Creamy pesto pasta

photo by Britt Kiser | crumbs…
This pesto pasta is a light option with some staying power, so prepare to be well fed. If the pocketbook permits, some sautéed chicken is an obvious addition.

Dylan Brown | crumbs…

Welcome back to Moscow and the never-ending cheap pasta feed that is college living. Miss mom’s cooking yet?

The constraints of your book-bashed budget mean lots of noodles from the bulk food bins and not a lot of meat. Never fear, there is no need to live in the ramen rut. Pasta is simply a vehicle for a great, gourmet and easy sauce – even if it ends up being the vegetarian option.

After a sweltering afternoon in Washington D.C. heat this summer, my starving girlfriend and I were very impressed with this fast and tasty pesto-cream sauce. It is a light option with some staying power, so prepare to be well fed. If the pocketbook permits, some sautéed chicken is an obvious addition. For college students of age, the wine choice pictured is a zinfandel but any number of whites would be the conventional choice.

Ingredients

  • 1/2 cup heavy cream (Substitute lighter dairy here if you lack any sense of romance for food.)
  • 2 tablespoons butter (Not margarine, butter. It is two tablespoons for goodness sake.)
  • Pasta (any short, Italian-sounding pasta.)
  • 1 or 2 cups pesto (The adventurous with a food processor should try homemade.)
  • 2 whole diced, fresh tomatoes (Fresh, not because I want to sound like a Farmer’s Market snob, but because it is essential to the dish. The Farmer’s Market does have great tomatoes though…)
  • Parmesan or feta cheese (Enough to suit your taste. If no cheese, I am sorry, you have no taste.)

How to

Two pots at once now Iron Chefs, or the sauce first for the adventure averse.
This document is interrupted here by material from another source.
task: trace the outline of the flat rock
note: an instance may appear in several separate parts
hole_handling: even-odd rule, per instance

  1. In the first pot slowly heat butter and heavy cream.
  2. Stir in pesto.
  3. In the second pot cook and strain pasta (if you need directions here, you have failed your mother.)
  4. Dice the tomatoes. Dice means little cubes.
  5. Combine both and the tomatoes in a presentable dish — remember it is about the romance — mixing until pasta is sauce smothered.
  6. Add cheese choice to the top. (We chose feta because it was in the fridge. Romance met practicality.)

2 replies

  1. Chris Dennis

    "Romance met practicality." No, you put cheese on it. Get over yourself!

  2. Chris Dennis

    lol this would be better if you'd skip the pretentious parenthetical remarks.